‘Hobbit’: Andy Serkis admits it was difficult to return to Gollum
Posted in: Movies
Sometimes a performance changes an actor’s life– and sometimes it revolutionizes an entire industry.
Both occurred when English actor Andy Serkis played the part of Gollum in Peter Jackson’s “Lord of the Rings” trilogy, the first photo-realistic movie character created using the technique of performance capture.
Now Serkis is reprising his role as Middle-earth’s sallow-skinned “preciousssssss”-seeking cave dweller in Jackson’s “The Hobbit: An Unexpected Journey,” which opens Dec. 14.
For Serkis, who has since become a digital acting specialist in movies like “King Kong,” “Rise of the Planet of the Apes” and “The Adventures of Tintin,” it was surprisingly hard to return to a character whom he had helped make iconic.

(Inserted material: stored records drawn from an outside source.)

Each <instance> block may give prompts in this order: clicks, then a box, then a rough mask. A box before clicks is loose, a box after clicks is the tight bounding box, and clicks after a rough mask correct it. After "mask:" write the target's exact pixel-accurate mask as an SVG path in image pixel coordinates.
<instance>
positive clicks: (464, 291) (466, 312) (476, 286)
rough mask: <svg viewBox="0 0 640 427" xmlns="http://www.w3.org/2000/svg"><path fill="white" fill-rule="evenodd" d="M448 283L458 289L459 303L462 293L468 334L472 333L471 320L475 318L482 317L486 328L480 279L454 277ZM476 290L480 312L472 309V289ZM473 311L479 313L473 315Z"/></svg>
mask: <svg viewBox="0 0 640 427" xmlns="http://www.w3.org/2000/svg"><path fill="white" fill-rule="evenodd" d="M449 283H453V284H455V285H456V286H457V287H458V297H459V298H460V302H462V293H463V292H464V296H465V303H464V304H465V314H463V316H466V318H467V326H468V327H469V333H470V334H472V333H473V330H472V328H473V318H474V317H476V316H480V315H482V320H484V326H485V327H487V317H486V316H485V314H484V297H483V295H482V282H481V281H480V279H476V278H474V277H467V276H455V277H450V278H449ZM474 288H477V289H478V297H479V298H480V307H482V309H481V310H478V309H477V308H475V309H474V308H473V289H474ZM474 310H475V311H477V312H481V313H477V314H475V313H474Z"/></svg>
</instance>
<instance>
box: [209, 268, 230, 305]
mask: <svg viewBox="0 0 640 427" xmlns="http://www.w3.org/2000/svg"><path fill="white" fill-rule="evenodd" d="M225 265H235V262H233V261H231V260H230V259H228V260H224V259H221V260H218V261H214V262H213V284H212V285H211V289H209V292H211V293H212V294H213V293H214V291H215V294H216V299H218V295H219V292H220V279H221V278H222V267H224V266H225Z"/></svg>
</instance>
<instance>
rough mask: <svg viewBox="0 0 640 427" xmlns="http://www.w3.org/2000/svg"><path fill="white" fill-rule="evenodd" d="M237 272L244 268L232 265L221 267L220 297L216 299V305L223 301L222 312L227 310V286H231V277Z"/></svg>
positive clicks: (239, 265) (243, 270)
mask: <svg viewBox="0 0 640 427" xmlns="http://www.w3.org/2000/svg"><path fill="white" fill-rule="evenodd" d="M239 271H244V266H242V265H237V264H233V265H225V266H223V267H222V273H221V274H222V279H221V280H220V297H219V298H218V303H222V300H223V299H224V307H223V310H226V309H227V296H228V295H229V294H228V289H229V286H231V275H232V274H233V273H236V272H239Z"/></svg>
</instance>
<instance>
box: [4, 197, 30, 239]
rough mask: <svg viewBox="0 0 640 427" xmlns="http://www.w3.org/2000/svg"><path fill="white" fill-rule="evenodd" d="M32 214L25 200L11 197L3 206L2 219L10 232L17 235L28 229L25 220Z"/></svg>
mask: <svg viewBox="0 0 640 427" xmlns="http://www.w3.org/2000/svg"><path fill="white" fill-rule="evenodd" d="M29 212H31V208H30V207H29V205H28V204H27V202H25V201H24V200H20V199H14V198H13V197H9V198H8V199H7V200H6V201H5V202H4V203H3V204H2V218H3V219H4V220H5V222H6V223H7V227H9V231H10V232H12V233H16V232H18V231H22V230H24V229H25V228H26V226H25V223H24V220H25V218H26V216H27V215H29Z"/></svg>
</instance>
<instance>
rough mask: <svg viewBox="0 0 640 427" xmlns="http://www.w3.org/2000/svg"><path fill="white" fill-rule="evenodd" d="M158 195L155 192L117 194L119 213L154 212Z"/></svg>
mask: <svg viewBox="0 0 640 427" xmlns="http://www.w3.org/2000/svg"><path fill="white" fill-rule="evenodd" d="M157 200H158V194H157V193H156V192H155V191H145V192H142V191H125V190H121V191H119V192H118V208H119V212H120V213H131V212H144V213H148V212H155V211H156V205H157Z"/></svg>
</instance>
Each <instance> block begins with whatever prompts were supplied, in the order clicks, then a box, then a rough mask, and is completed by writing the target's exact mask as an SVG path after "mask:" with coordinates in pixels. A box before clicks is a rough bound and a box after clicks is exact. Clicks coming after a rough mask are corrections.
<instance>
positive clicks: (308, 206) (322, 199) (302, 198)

“Every single day of my life I’m reminded of Gollum in some shape or form, with someone walking up to me asking me to do his voice,” Serkis said. “For the first couple of days [on set] I felt like I was doing a huge impersonation of a character I had done 12 years ago. It was a peculiar sensation. It took time to emotionally connect with him.”
It is deep into the 174-minute movie that Gollum makes his first appearance in “The Hobbit,” when Bilbo Baggins (Martin Freeman) unwittingly makes his way into the creature’s cave in what J.R.R. Tolkien fans will recognize as the riddle scene.
The battle of wits between Bilbo and Gollum was the first scene Jackson shot on “The Hobbit,” in order to give Freeman a chance to settle into the production with one of the movie’s logistically simpler sequences.
“Peter wanted to start Martin off with a one-on-one scene rather than him being surrounded by 13 dwarfs and a wizard,” said Serkis, who also directed second unit on the film. “We shot the scene in its entirety, like doing a piece of theater really.”
Thanks to advances made in capturing facial performances at Jackson’s visual effects house, WETA Digital, this Gollum, who is 60 years younger than he was in the last “Rings” film, is more lifelike and expressive than his digital predecessor. And though he still worked while wearing a marker-covered body suit, Serkis was able to deliver his performance on a typical live action set, rather than being confined to a soundstage.
“Now the director and the actor can relate to each other as they would on a regular live action shoot,” Serkis said. “Every single moment is connected. It feels much more like conventional shooting.”
Since he first played Gollum, Serkis has founded his own production company in London, The Imaginarium, devoted to the technique of performance capture, and he has acquired the rights to George Orwell’s “Animal Farm” to act in and direct.
But he hasn’t forgotten the creature who launched him.
“Gollum has been such a huge part of my life,” Serkis said. “He represented a turning point in terms of creating a particular method of playing a role, and took me from the world of conventional live-action acting to another form of acting, which has dominated the last 12 years of my life. I think of him affectionately.”